Críticas sobre filas, falhas no atendimento e demora em cirurgias marcaram a audiência pública da Secretaria de Saúde realizada nesta quarta-feira (25) na Câmara Municipal de Santa Bárbara d’Oeste. Durante a reunião, vereadores e munícipes relataram problemas em unidades e no acesso a procedimentos, enquanto a Prefeitura apresentou ações previstas para tentar reduzir a demanda reprimida.
Entre as estratégias citadas está o início das atividades do Cismetro (Consórcio Intermunicipal de Saúde da Região Metropolitana de Campinas), previsto para março. O consórcio foi autorizado em agosto de 2025 e tem como proposta ampliar o acesso a atendimentos especializados, exames e procedimentos de média e alta complexidade, com possibilidade de realização tanto em Santa Bárbara d’Oeste quanto em cidades participantes e clínicas credenciadas, com repasse financeiro conforme a execução dos serviços.

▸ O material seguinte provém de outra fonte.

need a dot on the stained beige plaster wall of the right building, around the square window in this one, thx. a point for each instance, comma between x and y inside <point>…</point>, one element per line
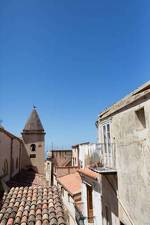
<point>132,162</point>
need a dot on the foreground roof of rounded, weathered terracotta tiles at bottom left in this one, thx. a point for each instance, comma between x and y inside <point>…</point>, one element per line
<point>32,206</point>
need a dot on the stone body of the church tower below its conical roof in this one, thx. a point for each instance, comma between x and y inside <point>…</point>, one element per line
<point>38,140</point>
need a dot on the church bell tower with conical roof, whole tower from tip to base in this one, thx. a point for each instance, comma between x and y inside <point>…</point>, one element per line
<point>33,136</point>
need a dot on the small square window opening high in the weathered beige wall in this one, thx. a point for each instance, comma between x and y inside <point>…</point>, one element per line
<point>141,121</point>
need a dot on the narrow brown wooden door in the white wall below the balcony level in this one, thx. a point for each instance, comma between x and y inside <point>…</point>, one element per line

Vereadores apontam cirurgias e remédios
Entre os problemas levantados, vereadores citaram o longo período de espera por cirurgias, a falta de medicamentos na farmácia municipal e demora em procedimentos, especialmente de catarata, conforme apontou o vereador Carlos Fontes (União Brasil).
O secretário municipal de Saúde, Marcus Pensuti, afirmou que o município cumpre o investimento mínimo constitucional de 15% na área e informou que aplica um percentual acima do exigido. Sobre cirurgias de joelho e catarata, ele explicou que são procedimentos de média e alta complexidade sob responsabilidade do Estado, mas disse que o município realiza parte das cirurgias para reduzir a fila.
Segundo o secretário, são feitas 60 cirurgias de catarata por mês, e 430 pessoas aguardam consulta com oftalmologista para confirmação da indicação cirúrgica. Pensuti declarou ainda que, a partir de março, novas cirurgias devem ser viabilizadas com recursos de emendas parlamentares recebidas no fim do ano passado.
A falta de medicamentos foi confirmada por Pensuti, que atribuiu o problema a atrasos de fornecedores.
Relatos da população citam demora e falta de medicação
Durante a audiência, Natalina Simões Vilalon relatou dificuldades para atendimento cardiológico do pai, de 94 anos, e afirmou que o idoso espera há um ano pelo retorno de consulta. “Toda vez que o meu pai precisa ser atendido, preciso ir presencialmente pedir. Faz um ano que ele está esperando o retorno”, disse.
Ela também mencionou problemas estruturais na unidade Afonso Ramos, registrados na terça-feira (24), como banheiro entupido e sanitário solto, que teria provocado a queda do pai.
Outra moradora, Sueli Julia, afirmou estar há quatro meses sem medicação de alto custo. “É muita humilhação. Como fica quatro meses sem medicação? Eu estou pedindo socorro pela minha saúde”, declarou.
O secretário respondeu que o medicamento citado é de responsabilidade do Estado e disse que há falta em nível estadual, afirmando que a Secretaria Municipal auxilia no processo e realiza a entrega quando há disponibilidade.
Especialistas, exames e absenteísmo
O vereador Rony Tavares (Republicanos) questionou a ausência de endocrinologistas na rede desde 2025. O secretário confirmou que não há o profissional e afirmou que não existe concurso aberto para a vaga; como alternativa, o atendimento tem sido feito por médicos da Atenção Básica, com previsão de suprir a demanda via Cismetro.
A situação da oncologia foi questionada pelo vereador Wilson da Engenharia (União Brasil). O secretário afirmou que a área é de responsabilidade estadual e que os casos são encaminhados a centros de referência.
Sobre colonoscopia, Pensuti informou que o aparelho está com peça danificada e sem reposição, e que pacientes estão sendo encaminhados ao AME de Santa Bárbara d’Oeste. Já o vereador Kifú (PL) questionou o absenteísmo na UBS Regional Zona Sul, que registrou 1.442 faltas de pacientes que confirmaram presença e não compareceram às consultas.
Frota de ambulâncias, transporte e Samu
A qualidade da frota de ambulâncias também foi debatida. Segundo o secretário, a Prefeitura estuda a locação de veículos para renovar a frota, medida que depende de disponibilidade orçamentária.
O vereador Gustavo Bagnoli (PL) relatou dificuldades para solicitar ambulância de transporte interno, como deslocamentos para consultas e curativos em UBS. O secretário afirmou que os pedidos devem ser feitos no início da manhã para organização do atendimento.
Sobre o Samu (Serviço de Atendimento Móvel de Urgência), a proposta apresentada é implantar um modelo regional em parceria com quatro municípios, com apoio do Ministério da Saúde para envio de viaturas. Ainda não há previsão de início e, segundo o secretário, a prioridade no momento é o fortalecimento do transporte sanitário.